Le manque de précisions de ces mesures, conjugué à l'absence d'analyse d'impact, ne permet pas de bien établir la nécessité et la valeur ajoutée d'une intervention de l'Union européenne dans des domaines. Du reste, elles ne sont pas analysées dans la grille de subsidiarité mentionnée supra.
Pour ces motifs, ces dispositions dans leur rédaction actuelle risquent de porter atteinte à la souveraineté des États membres en matière de défense. Elles apparaissent donc contraires au principe de subsidiarité.
3. Un recours contestable aux actes délégués, en particulier s'agissant des inspections menées par les États membres pour l'application du règlement sur les essais cliniques
Cette proposition de règlement appelle une vigilance quant à l'étendue des compétences déléguées qui seraient confiées à la Commission.
Pour rappel, l'article 290 du traité sur le fonctionnement de l'Union européenne (TFUE) stipule qu'« un acte législatif peut déléguer à la Commission le pouvoir d'adopter des actes non législatifs de portée générale qui complètent ou modifient certains éléments non essentiels de l'acte législatif. (...) Les éléments essentiels d'un domaine sont réservés à l'acte législatif et ne peuvent donc pas faire l'objet d'une délégation de pouvoir ».

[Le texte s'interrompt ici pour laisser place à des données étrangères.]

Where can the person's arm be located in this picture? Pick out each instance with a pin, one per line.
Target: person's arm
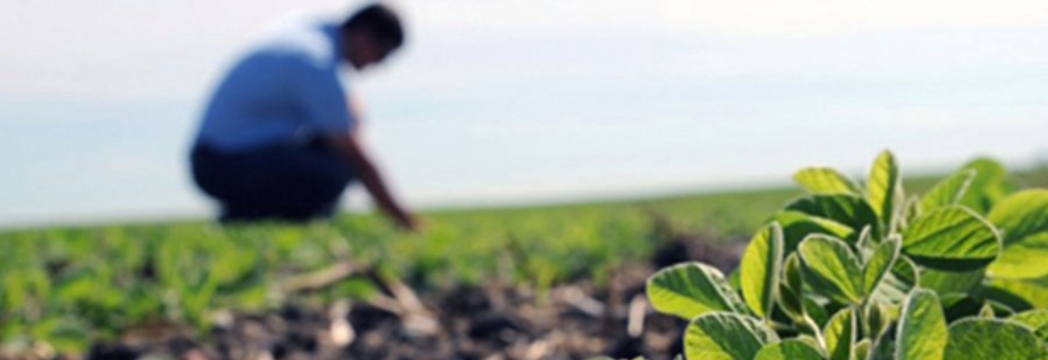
(350, 148)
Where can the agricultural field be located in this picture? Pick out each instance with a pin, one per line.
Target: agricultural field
(563, 282)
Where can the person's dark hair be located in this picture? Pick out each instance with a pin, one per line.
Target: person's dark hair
(380, 22)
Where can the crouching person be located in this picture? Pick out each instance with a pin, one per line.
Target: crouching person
(279, 138)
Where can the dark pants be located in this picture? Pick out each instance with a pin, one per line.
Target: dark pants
(280, 182)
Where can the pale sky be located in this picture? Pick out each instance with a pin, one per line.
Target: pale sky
(514, 100)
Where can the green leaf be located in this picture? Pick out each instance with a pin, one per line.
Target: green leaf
(726, 336)
(952, 239)
(832, 269)
(1036, 319)
(848, 209)
(883, 349)
(885, 188)
(986, 312)
(815, 311)
(879, 265)
(761, 268)
(981, 339)
(841, 334)
(878, 318)
(788, 350)
(798, 225)
(1023, 260)
(690, 290)
(948, 192)
(1022, 294)
(944, 282)
(825, 180)
(990, 184)
(921, 334)
(863, 350)
(791, 288)
(1021, 215)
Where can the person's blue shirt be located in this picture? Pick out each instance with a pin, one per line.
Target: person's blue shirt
(282, 91)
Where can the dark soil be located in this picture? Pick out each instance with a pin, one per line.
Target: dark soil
(574, 320)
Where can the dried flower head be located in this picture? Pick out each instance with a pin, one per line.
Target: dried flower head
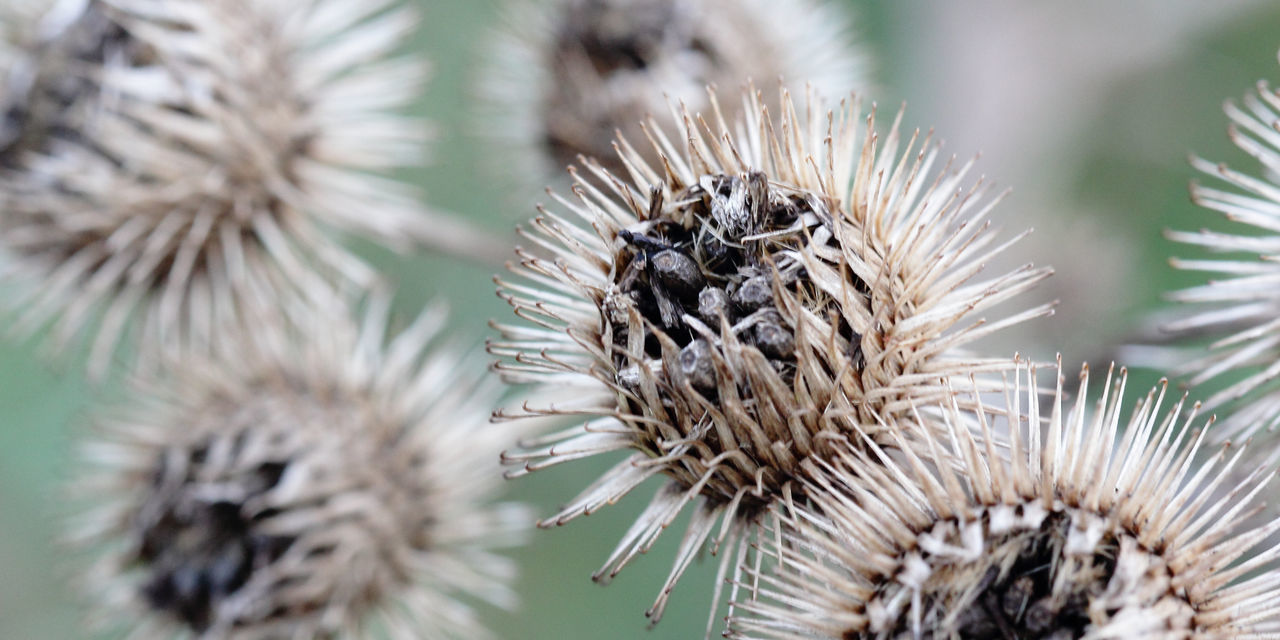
(1096, 528)
(563, 80)
(304, 483)
(164, 161)
(1238, 309)
(727, 312)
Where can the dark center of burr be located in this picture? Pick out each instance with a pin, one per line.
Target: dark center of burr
(1043, 594)
(609, 39)
(42, 92)
(712, 259)
(199, 539)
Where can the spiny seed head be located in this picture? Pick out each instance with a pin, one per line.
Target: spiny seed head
(1066, 525)
(301, 483)
(744, 304)
(566, 77)
(164, 161)
(1235, 311)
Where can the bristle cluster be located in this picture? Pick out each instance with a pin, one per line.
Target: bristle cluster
(1097, 526)
(727, 312)
(295, 487)
(168, 161)
(565, 80)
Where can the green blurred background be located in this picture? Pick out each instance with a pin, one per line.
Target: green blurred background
(1087, 109)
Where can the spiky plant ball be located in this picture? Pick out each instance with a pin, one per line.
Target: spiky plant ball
(1088, 525)
(565, 77)
(731, 311)
(164, 161)
(304, 483)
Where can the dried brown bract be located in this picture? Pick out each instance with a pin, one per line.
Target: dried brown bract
(1095, 528)
(730, 311)
(302, 483)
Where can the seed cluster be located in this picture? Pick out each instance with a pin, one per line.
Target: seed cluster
(620, 42)
(44, 95)
(1032, 589)
(711, 263)
(201, 536)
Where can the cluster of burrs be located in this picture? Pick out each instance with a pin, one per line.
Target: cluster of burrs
(772, 304)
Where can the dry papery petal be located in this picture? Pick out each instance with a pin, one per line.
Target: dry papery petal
(310, 481)
(762, 292)
(170, 163)
(563, 78)
(1075, 524)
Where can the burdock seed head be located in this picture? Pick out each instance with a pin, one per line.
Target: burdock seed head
(164, 161)
(1235, 310)
(1070, 525)
(302, 483)
(565, 77)
(762, 292)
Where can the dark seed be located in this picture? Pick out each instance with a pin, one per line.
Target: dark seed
(712, 304)
(753, 295)
(696, 364)
(629, 378)
(679, 273)
(773, 341)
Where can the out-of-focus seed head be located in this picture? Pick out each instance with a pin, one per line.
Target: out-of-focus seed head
(1066, 525)
(1229, 332)
(160, 163)
(565, 78)
(306, 483)
(744, 304)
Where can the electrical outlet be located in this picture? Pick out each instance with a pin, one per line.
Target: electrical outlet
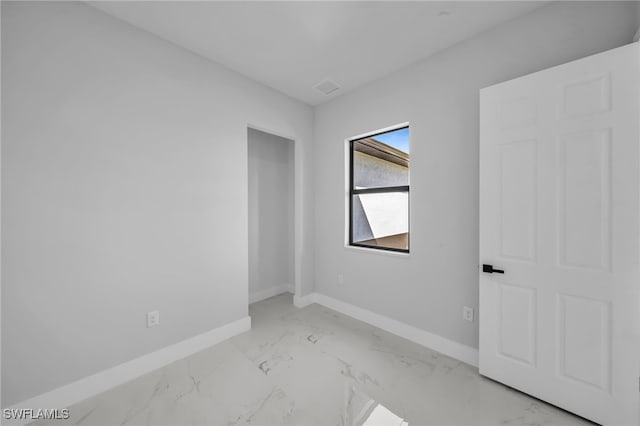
(153, 318)
(467, 314)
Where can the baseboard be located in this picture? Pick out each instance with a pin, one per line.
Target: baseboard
(302, 301)
(269, 292)
(92, 385)
(448, 347)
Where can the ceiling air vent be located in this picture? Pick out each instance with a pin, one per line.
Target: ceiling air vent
(327, 87)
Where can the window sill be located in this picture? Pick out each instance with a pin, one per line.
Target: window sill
(377, 251)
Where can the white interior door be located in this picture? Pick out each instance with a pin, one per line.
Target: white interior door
(559, 194)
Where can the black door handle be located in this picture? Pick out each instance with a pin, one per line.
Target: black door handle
(490, 270)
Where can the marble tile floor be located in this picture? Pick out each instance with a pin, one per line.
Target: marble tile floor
(314, 366)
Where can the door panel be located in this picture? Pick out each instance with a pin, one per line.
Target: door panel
(559, 212)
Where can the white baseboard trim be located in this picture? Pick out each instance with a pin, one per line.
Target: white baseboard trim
(89, 386)
(269, 292)
(302, 301)
(448, 347)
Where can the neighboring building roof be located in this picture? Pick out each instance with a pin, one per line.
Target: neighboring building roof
(378, 149)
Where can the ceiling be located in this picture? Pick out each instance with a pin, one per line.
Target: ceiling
(293, 46)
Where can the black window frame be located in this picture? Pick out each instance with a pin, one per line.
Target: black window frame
(353, 192)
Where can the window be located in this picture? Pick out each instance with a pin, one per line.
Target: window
(379, 191)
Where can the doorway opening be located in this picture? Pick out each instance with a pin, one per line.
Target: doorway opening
(271, 215)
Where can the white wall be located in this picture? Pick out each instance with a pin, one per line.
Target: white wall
(124, 190)
(271, 214)
(439, 98)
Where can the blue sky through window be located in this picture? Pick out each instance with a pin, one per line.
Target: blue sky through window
(399, 139)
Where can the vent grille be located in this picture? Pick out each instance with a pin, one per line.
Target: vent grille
(327, 87)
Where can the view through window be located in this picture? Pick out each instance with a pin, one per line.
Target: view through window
(379, 191)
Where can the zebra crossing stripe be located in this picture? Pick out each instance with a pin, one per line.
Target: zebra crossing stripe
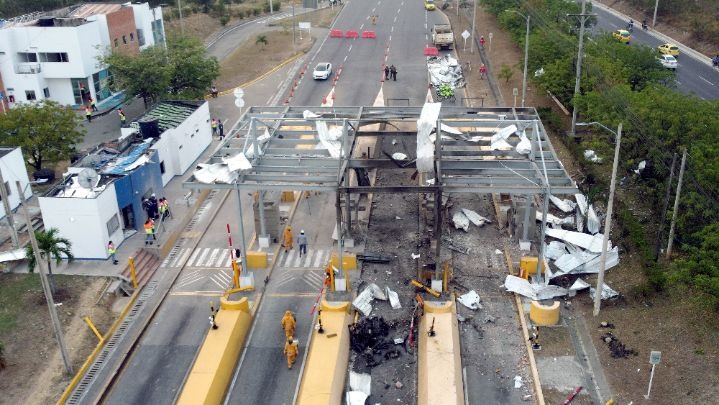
(193, 257)
(318, 258)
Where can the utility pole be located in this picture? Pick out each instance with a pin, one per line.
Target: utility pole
(676, 205)
(654, 20)
(583, 17)
(474, 33)
(607, 225)
(45, 285)
(664, 209)
(8, 212)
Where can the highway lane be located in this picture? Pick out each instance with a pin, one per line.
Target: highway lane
(693, 76)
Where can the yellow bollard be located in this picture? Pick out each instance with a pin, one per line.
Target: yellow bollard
(93, 328)
(132, 272)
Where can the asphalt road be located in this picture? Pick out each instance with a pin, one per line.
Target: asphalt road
(693, 76)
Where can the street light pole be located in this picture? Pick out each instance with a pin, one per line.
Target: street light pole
(45, 284)
(607, 226)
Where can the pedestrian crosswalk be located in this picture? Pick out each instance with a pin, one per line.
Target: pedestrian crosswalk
(314, 259)
(208, 257)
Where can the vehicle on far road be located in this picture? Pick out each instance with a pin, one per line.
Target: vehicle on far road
(622, 36)
(668, 61)
(668, 49)
(442, 36)
(322, 71)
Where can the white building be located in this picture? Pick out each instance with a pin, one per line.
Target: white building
(13, 169)
(54, 55)
(100, 198)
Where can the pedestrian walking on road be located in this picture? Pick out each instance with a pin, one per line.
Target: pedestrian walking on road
(287, 239)
(288, 324)
(291, 350)
(149, 231)
(122, 116)
(213, 124)
(111, 251)
(302, 242)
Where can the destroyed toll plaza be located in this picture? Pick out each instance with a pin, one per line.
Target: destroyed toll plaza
(405, 196)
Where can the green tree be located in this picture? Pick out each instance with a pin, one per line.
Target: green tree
(505, 72)
(261, 40)
(146, 75)
(192, 71)
(52, 246)
(46, 131)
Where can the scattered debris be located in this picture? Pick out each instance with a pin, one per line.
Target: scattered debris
(607, 292)
(460, 221)
(617, 349)
(470, 300)
(534, 291)
(475, 218)
(591, 156)
(393, 298)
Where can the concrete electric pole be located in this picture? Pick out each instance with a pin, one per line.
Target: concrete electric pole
(607, 226)
(583, 17)
(45, 285)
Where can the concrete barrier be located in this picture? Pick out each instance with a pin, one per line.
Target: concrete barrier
(323, 377)
(440, 366)
(544, 315)
(212, 370)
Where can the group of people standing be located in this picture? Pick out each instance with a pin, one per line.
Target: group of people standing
(390, 72)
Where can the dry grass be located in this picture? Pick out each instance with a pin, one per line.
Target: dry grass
(235, 69)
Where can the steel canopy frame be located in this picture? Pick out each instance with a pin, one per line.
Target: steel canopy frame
(287, 154)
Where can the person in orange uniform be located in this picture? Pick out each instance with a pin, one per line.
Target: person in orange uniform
(291, 350)
(288, 239)
(288, 324)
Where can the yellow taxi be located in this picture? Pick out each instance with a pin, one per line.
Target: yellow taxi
(622, 36)
(668, 49)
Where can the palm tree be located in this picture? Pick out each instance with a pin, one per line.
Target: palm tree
(261, 39)
(51, 246)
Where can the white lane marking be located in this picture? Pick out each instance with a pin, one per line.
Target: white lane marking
(318, 258)
(193, 257)
(701, 77)
(213, 257)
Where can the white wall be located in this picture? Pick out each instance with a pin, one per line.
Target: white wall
(179, 147)
(13, 169)
(83, 221)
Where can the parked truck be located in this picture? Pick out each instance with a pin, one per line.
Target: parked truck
(442, 36)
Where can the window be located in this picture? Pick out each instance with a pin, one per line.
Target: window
(140, 37)
(25, 57)
(113, 224)
(8, 189)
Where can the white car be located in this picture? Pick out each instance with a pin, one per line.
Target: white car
(668, 61)
(322, 71)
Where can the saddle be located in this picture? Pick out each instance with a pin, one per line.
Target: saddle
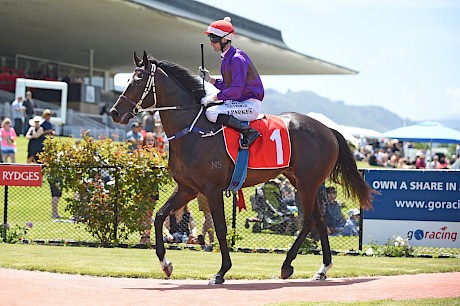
(270, 151)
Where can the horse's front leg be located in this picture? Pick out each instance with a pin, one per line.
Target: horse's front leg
(181, 196)
(216, 205)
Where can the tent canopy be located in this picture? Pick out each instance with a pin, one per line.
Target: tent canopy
(361, 132)
(331, 124)
(428, 131)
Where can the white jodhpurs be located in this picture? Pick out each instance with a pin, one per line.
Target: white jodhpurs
(247, 110)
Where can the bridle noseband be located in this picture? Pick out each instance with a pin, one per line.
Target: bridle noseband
(149, 86)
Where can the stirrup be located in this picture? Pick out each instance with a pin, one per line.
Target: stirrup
(245, 146)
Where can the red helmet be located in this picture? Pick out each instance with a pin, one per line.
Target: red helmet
(222, 28)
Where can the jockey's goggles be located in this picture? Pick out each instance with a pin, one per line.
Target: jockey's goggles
(214, 38)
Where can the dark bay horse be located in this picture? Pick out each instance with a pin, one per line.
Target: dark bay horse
(201, 164)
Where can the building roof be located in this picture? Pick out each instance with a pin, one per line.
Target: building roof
(65, 31)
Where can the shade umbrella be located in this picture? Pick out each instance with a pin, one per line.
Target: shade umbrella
(428, 131)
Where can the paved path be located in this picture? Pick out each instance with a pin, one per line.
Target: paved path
(19, 287)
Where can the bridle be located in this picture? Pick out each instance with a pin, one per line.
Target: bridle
(150, 86)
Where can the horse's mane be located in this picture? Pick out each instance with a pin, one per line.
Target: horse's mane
(183, 76)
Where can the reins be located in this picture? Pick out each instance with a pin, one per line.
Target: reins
(150, 86)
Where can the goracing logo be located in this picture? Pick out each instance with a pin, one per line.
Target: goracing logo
(441, 234)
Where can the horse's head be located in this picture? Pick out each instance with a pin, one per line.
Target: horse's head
(139, 93)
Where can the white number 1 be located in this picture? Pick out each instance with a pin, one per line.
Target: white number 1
(276, 137)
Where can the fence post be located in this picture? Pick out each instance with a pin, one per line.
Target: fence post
(5, 213)
(115, 209)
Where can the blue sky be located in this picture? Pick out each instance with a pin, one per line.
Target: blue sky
(407, 52)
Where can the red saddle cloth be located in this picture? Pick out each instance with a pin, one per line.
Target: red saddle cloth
(270, 151)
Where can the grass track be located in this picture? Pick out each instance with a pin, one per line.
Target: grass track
(118, 262)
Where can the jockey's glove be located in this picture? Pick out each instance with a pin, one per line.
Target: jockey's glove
(204, 74)
(205, 101)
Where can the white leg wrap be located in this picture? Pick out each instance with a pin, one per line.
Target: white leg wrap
(321, 274)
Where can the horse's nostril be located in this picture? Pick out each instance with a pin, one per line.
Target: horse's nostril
(113, 112)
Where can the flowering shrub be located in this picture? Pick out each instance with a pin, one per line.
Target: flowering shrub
(14, 234)
(112, 190)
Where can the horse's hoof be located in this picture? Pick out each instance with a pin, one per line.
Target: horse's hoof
(167, 269)
(287, 272)
(216, 280)
(319, 277)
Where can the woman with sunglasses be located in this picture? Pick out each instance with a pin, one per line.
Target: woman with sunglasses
(241, 88)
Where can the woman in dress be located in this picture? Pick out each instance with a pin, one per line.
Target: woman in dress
(8, 141)
(34, 135)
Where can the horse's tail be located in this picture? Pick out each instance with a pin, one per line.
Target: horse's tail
(346, 174)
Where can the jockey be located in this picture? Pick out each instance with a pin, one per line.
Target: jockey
(240, 86)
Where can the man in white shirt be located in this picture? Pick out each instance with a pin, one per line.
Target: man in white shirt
(17, 114)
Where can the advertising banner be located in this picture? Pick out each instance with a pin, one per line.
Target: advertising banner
(422, 206)
(20, 175)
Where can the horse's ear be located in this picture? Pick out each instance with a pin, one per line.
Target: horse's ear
(145, 59)
(137, 60)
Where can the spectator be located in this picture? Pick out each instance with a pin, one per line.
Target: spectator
(161, 138)
(456, 164)
(179, 226)
(147, 143)
(55, 185)
(334, 218)
(29, 110)
(420, 163)
(8, 141)
(48, 128)
(373, 161)
(105, 113)
(149, 122)
(134, 136)
(17, 115)
(35, 142)
(208, 224)
(351, 227)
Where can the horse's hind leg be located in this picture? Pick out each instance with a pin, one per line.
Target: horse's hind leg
(180, 197)
(216, 205)
(322, 230)
(286, 268)
(307, 197)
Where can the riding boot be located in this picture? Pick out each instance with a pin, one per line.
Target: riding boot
(249, 134)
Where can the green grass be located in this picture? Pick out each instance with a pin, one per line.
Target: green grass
(34, 204)
(118, 262)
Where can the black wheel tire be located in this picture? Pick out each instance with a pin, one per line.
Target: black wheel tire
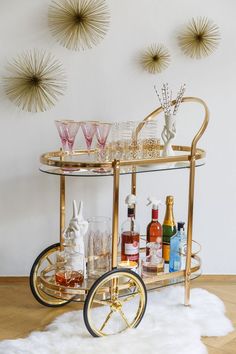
(94, 286)
(54, 302)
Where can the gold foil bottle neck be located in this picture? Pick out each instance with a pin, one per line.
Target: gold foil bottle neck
(169, 199)
(169, 216)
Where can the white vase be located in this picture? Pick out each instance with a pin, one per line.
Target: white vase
(168, 135)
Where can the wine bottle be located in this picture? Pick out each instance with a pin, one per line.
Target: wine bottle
(154, 229)
(168, 228)
(130, 233)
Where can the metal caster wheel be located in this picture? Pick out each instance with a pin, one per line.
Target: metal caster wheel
(115, 302)
(45, 258)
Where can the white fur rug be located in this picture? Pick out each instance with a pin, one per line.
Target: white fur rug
(167, 328)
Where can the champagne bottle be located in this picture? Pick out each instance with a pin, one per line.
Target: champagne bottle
(168, 228)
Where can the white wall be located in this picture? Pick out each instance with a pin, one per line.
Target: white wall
(107, 83)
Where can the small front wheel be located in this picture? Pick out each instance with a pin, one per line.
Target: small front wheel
(115, 302)
(46, 257)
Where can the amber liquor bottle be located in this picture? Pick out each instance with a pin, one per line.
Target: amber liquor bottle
(130, 233)
(154, 229)
(168, 228)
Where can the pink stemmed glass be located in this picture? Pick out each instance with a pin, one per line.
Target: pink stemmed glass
(102, 132)
(88, 129)
(67, 130)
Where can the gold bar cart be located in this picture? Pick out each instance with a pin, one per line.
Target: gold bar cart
(118, 287)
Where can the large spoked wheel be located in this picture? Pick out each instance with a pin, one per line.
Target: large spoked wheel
(115, 302)
(45, 258)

Il faut rappeler d'une part, que les actes délégués, de même que les actes d'exécution, ne sont pas transmis aux parlements nationaux en vue de contrôler le respect du principe de subsidiarité, alors qu'ils constituent des compléments des actes législatifs qui, eux, sont soumis à ce contrôle.
La proposition de règlement modifie notamment l'article 78 du règlement de 2014 sur les essais cliniques, qui encadre les inspections que les États membres doivent mener afin de veiller au respect des dispositions de ce règlement. Selon les nouveaux paragraphes 8 et 9 qui seraient introduits, les États membres pourraient demander la réalisation d'inspections conjointes et déléguer à un autre État ou à l'EMA la réalisation d'une inspection des bonnes pratiques cliniques. Il reviendrait à la Commission d'établir les procédures applicables aux inspections conjointes et à la délégation d'inspections par voie d'actes délégués.
Il paraît inapproprié d'habiliter sans plus de précision la Commission européenne à légiférer dans ce domaine et d'imposer une procédure uniforme aux États membres, alors que le paragraphe 1. du même article 78 laisse aux États membres la responsabilité de mettre en place leur propre système de contrôle pour réaliser les inspections. Cette mesure semble dès lors au contrevenir au principe de subsidiarité.
* 9 Document de travail des services SWD(2025) 1055 final
* 10 Document de travail des services SWD(2026) 450 final
* 11 Le livre blanc fait seulement une brève allusion aux biotechnologies dans le cadre des défis auxquels l'UE fait face en matière de course à l'innovation technologique de défense.
* 12 Document de travail des services SWD(2026) 450 final.
* 13 Amendements n°s 214 à 222 présentés par MM. Vytenis Povilas Andriukaitis, rapporteur de la commission de la santé publique et Wouter Beke, rapporteur de la commission sur l'industrie, la recherche et l'énergie du Parlement européen.
* 14 Décision de la commission C(2016)3301 du 30 mai 2016 établissant des règles horizontales relatives à la création et au fonctionnement des groupes d'experts de la Commission.